Gardiens de la paix Ludwig KLEIMAN et Kamardine SAINDOU, tous deux membres de la Police aux Frontières, vous avez, dans la nuit du 8 août 2016, procédé avec vos collègues à l’interception particulièrement périlleuse d’une kwassa qui était dotée d’un moteur puissant et dont le pilote cherchait clairement à percuter l’intercepteur sur lequel vous vous trouviez. Au bout d’une vingtaine de minutes, la kwassa a brutalement chaviré, projetant ses 18 passagers dans la mer, et ce dans l’obscurité la plus totale. Grâce à votre courage, au professionnalisme et à la ténacité de votre équipage, les naufragés ont pu être sauvés, tandis que les deux passeurs, dont le pilote, ont été interpellés.

Second-maître Julien CORPORON et quartier-maître Tanguy TOM, de la Marine nationale, tous deux membres d’équipage de l’intercepteur « Vétiver », vous vous êtes, vous aussi, distingués à plusieurs reprises dans vos missions d’interception et de lutte contre le trafic de migrants et la traite des êtres humains. Dans des conditions de navigation souvent difficiles, vous avez joué un rôle décisif au cours de plusieurs opérations, de jour comme de nuit, sauvant de nombreuses vies et interpellant les passeurs. Ainsi, second-maître CORPORON, vous avez notamment, dans la nuit du 13 août 2015, mis en sécurité 27 personnes, dont 7 enfants, alors en situation de grave détresse sur une kwassa. Quartier-maître TOM, vous avez, quant à vous, manifesté, le 10 décembre 2015, une attitude absolument exemplaire pour contenir un début de rébellion dans une kwassa que vous aviez interceptée. Ainsi, grâce à votre sang-froid et votre rigueur professionnelle, vous avez pu préserver la sécurité et des migrants et des membres d’équipage du « Vétiver ».

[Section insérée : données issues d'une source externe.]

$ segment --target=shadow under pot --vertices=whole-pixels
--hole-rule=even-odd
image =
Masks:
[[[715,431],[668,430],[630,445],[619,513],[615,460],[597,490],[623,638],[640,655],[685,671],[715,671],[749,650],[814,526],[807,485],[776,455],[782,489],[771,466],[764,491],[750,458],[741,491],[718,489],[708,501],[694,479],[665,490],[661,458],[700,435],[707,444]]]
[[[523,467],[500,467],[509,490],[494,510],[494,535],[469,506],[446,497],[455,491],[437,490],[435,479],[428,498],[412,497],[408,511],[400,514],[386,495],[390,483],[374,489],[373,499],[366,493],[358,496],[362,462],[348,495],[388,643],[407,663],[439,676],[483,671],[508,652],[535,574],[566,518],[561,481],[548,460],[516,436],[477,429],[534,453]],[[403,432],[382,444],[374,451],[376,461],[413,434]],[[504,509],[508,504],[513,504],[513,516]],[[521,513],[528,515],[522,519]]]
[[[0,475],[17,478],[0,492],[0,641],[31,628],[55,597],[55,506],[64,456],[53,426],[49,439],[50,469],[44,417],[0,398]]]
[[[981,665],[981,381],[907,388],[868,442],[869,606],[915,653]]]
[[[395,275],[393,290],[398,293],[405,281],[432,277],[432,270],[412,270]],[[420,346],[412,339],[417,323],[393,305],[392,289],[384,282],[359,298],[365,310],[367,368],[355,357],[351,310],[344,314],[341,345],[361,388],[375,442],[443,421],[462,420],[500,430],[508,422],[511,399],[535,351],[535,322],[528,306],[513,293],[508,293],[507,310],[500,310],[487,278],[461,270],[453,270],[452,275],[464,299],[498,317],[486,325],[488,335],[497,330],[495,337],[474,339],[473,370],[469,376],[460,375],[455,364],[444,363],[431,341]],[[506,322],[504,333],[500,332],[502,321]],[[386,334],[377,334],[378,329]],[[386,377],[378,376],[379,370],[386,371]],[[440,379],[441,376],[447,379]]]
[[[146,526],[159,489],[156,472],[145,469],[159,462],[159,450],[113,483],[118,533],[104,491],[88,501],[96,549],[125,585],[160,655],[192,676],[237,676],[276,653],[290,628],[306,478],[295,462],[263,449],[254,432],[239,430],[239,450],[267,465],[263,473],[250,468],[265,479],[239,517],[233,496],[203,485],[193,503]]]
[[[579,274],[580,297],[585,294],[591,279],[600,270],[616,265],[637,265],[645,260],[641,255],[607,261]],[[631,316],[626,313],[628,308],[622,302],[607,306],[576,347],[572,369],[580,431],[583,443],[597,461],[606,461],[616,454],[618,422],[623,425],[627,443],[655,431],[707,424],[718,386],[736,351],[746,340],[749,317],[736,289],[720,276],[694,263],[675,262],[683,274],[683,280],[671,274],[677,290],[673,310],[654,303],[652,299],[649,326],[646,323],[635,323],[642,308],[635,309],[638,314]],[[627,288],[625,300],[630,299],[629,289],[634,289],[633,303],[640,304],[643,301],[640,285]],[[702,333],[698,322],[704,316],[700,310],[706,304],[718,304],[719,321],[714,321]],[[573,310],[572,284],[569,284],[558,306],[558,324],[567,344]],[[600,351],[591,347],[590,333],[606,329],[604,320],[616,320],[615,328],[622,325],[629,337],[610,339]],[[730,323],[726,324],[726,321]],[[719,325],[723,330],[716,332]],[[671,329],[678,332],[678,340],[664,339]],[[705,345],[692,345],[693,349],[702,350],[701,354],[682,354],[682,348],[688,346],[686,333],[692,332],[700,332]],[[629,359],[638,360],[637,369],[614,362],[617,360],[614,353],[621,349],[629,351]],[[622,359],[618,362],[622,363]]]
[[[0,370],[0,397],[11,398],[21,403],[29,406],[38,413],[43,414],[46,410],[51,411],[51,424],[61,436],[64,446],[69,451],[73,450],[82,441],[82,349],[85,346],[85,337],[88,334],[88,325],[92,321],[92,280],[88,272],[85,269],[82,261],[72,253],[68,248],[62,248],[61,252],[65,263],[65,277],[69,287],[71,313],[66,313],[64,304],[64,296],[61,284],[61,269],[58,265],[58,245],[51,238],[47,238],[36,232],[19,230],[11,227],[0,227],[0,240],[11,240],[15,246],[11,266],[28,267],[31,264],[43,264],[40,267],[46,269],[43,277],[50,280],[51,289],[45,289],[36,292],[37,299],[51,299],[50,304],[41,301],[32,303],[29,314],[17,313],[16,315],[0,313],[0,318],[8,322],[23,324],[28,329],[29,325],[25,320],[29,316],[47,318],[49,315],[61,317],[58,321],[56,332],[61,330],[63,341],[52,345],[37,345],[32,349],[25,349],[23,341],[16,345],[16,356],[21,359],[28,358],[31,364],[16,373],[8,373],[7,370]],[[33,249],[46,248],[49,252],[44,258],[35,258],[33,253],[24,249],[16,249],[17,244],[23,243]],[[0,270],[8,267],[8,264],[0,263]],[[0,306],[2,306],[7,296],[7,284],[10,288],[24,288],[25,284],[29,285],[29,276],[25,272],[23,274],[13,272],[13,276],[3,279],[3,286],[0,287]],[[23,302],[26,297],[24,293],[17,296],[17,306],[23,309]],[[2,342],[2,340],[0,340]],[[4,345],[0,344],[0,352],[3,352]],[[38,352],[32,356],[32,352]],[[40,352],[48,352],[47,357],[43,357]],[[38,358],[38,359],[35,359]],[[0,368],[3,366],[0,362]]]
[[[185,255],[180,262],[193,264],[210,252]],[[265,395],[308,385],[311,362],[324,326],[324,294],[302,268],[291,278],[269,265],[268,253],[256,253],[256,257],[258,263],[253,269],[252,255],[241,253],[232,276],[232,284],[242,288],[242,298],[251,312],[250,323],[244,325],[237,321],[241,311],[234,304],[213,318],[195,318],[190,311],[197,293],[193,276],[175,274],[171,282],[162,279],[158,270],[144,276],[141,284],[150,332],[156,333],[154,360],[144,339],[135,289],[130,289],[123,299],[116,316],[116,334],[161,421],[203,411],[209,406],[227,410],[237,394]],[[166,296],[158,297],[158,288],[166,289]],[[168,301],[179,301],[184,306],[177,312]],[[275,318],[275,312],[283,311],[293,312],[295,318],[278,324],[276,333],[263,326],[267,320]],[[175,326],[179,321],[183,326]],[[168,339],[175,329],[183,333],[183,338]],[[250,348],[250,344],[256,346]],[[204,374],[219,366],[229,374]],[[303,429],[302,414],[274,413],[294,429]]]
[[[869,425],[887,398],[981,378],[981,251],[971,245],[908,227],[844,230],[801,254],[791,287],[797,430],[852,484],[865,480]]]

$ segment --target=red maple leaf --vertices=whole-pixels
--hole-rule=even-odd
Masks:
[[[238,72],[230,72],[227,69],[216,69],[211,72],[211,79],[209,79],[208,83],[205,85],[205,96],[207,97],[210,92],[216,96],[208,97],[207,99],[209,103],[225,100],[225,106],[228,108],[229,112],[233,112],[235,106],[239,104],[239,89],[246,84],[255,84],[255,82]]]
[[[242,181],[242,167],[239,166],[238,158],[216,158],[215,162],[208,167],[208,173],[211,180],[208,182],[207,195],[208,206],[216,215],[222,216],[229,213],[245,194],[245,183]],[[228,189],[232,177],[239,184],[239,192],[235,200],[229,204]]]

Enfin, Alexandre FORNI, en tant qu’agent des douanes, vous n’avez pas hésité une seule seconde à vous jeter à l’eau à trois reprises, le 2 mais 2016, pour sauver la vie de plusieurs personnes naufragées après le chavirage en pleine nuit d’une kwassa. Cela a été, je le mesure, une opération particulièrement courageuse et difficile, mais aussi douloureuse, dans la mesure où un petit bébé a perdu la vie au cours de ce naufrage tragique.

A vous tous, avant de vous remettre les décorations que vous méritez, je veux une fois de plus adresser mes remerciements les plus chaleureux, mais aussi toute mon admiration.